Personal information
- Born: April 16, 1923 Ambridge, Pennsylvania, U.S.
- Died: November 9, 1970 (aged 47) Ambridge, Pennsylvania, U.S.
- Listed height: 5 ft 11 in (1.80 m)
- Listed weight: 210 lb (95 kg)

Career information
- High school: Ambridge (PA)
- College: Duquesne Columbia
- NFL draft: 1948: 22nd round, 196th overall pick

Career history
- Buffalo Bills (1948); Jersey City Giants (1949);

Career AAFC statistics
- Receptions: 1
- Receiving yards: 20
- Stats at Pro Football Reference

= George Kisiday =

American football player (1923–1970)

George John Kisiday (April 16, 1923 - November 8, 1970) was an American football player who played at the end position. He played college football for Duquesne and Columbia and professional football for the Buffalo Bills and Jersey City Giants.

==Early life==
Kisiday was born in 1923 in Ambridge, Pennsylvania. He attended and played football at Ambridge High School.
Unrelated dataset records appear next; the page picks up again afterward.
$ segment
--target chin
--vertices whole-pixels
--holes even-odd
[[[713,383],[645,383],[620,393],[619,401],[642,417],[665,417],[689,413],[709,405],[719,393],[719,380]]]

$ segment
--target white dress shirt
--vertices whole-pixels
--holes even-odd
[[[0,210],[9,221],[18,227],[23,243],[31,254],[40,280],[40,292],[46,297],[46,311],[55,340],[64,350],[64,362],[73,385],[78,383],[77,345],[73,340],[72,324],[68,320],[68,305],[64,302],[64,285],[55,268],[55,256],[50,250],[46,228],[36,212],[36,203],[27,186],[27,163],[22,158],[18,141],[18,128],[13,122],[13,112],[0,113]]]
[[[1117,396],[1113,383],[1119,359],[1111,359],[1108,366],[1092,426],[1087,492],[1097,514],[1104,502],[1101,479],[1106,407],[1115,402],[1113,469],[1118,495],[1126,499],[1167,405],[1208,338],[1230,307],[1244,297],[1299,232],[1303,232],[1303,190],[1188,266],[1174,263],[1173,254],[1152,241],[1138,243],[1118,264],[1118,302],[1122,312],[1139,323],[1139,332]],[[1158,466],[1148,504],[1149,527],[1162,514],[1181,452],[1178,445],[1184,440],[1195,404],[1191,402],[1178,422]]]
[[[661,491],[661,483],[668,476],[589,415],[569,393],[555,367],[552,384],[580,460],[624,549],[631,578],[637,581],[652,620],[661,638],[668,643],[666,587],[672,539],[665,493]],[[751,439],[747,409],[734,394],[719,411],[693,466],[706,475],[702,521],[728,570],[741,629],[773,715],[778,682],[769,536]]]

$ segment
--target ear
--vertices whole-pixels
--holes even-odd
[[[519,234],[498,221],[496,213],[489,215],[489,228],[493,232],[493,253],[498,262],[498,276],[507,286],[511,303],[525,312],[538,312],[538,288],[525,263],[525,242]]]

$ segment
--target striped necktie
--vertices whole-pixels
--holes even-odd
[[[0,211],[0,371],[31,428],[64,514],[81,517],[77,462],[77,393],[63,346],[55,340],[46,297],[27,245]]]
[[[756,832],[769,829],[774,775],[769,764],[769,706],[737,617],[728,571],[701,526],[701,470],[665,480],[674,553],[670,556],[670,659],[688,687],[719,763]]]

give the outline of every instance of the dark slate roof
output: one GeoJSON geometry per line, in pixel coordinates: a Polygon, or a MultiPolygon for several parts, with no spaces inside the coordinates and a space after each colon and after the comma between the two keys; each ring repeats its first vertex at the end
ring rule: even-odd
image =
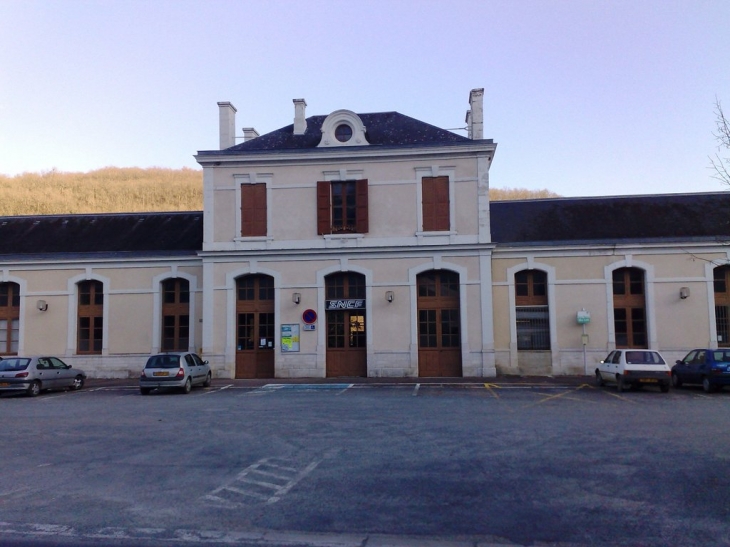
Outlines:
{"type": "MultiPolygon", "coordinates": [[[[475,142],[398,112],[376,112],[358,114],[358,116],[365,125],[365,137],[371,146],[423,146],[473,144],[475,142]]],[[[322,123],[326,118],[327,116],[307,118],[307,130],[303,135],[294,135],[294,125],[292,124],[225,150],[208,150],[199,152],[199,154],[227,155],[240,152],[266,153],[316,149],[322,139],[322,123]]],[[[487,142],[491,142],[491,140],[487,140],[487,142]]]]}
{"type": "Polygon", "coordinates": [[[730,240],[730,192],[493,201],[500,245],[730,240]]]}
{"type": "Polygon", "coordinates": [[[194,255],[202,248],[200,211],[0,217],[0,255],[194,255]]]}

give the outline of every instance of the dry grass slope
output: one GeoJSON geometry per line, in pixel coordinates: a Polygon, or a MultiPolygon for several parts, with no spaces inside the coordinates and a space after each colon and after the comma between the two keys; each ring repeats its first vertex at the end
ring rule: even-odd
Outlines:
{"type": "MultiPolygon", "coordinates": [[[[492,188],[493,200],[557,197],[549,190],[492,188]]],[[[105,167],[88,173],[0,175],[0,216],[202,211],[203,172],[105,167]]]]}
{"type": "Polygon", "coordinates": [[[203,172],[105,167],[0,175],[0,215],[201,211],[203,172]]]}

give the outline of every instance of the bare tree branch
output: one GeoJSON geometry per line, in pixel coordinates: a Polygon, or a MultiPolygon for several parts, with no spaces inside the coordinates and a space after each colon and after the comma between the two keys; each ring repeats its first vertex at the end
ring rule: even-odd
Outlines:
{"type": "Polygon", "coordinates": [[[723,184],[730,186],[730,157],[722,157],[720,153],[730,151],[730,121],[725,117],[720,99],[715,99],[715,123],[716,131],[712,136],[717,140],[717,150],[714,157],[710,156],[711,169],[715,171],[712,175],[723,184]]]}

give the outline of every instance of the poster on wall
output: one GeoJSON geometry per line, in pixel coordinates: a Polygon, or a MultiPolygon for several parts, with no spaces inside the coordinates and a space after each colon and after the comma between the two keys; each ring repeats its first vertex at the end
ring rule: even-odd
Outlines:
{"type": "Polygon", "coordinates": [[[281,351],[299,351],[299,325],[281,326],[281,351]]]}

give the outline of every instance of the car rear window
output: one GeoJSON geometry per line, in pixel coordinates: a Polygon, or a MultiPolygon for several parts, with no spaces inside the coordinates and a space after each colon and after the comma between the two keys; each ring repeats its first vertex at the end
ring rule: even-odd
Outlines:
{"type": "Polygon", "coordinates": [[[147,359],[145,368],[178,368],[180,357],[177,355],[153,355],[147,359]]]}
{"type": "Polygon", "coordinates": [[[24,357],[20,357],[17,359],[3,359],[0,361],[0,370],[25,370],[28,368],[28,363],[30,363],[30,359],[26,359],[24,357]]]}
{"type": "Polygon", "coordinates": [[[629,365],[664,365],[664,359],[655,351],[627,351],[626,363],[629,365]]]}

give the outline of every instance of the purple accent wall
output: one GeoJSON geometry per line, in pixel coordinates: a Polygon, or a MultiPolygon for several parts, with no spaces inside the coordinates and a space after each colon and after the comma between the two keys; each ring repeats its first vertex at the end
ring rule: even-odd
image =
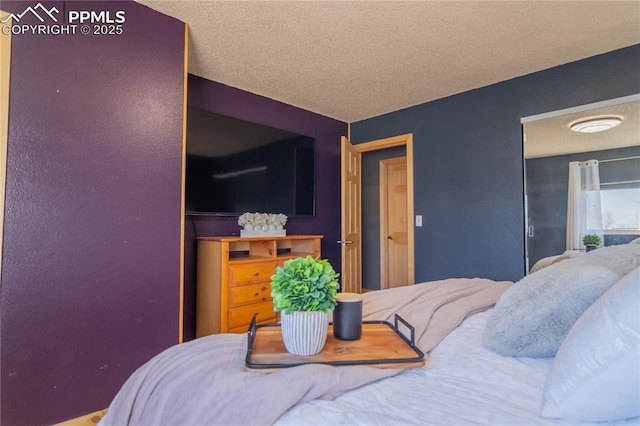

==College football and military service==
Kisiday played college football for Duquesne at the end position in 1942 and 1947. His college career was interrupted by service in the United States Army during World War II. He transferred to Columbia in 1947 and played at the tackle position for Lou Little's 1947 Columbia Lions football team that was ranked No. 20 in the final AP Poll.

==Professional football==
Kisiday was selected by the New York Giants in the 22nd round (196th overall pick) of the 1947 NFL draft but did not play for them. He instead signed in February 1948 to play for the Buffalo Bills of the All-America Football Conference (AAFC). He was recommended to the Bills by Columbia coach Little. He played for the Bills during their 1948 season and appeared in 14 games. He also played in the American Football League for the Jersey City Giants in 1949.

==Family and later years==
After his playing career ended, he was hired as an assistant football coach at North Catholic High School in Pittsburgh. He later served as the line coach at the University of Bridgeport. After his coaching career, he served as the recreation director in Ambridge.

Kisiday suffered a heart attack in 1962. He subsequently died of an apparent heart attack in 1970 at age 47 in Ambridge.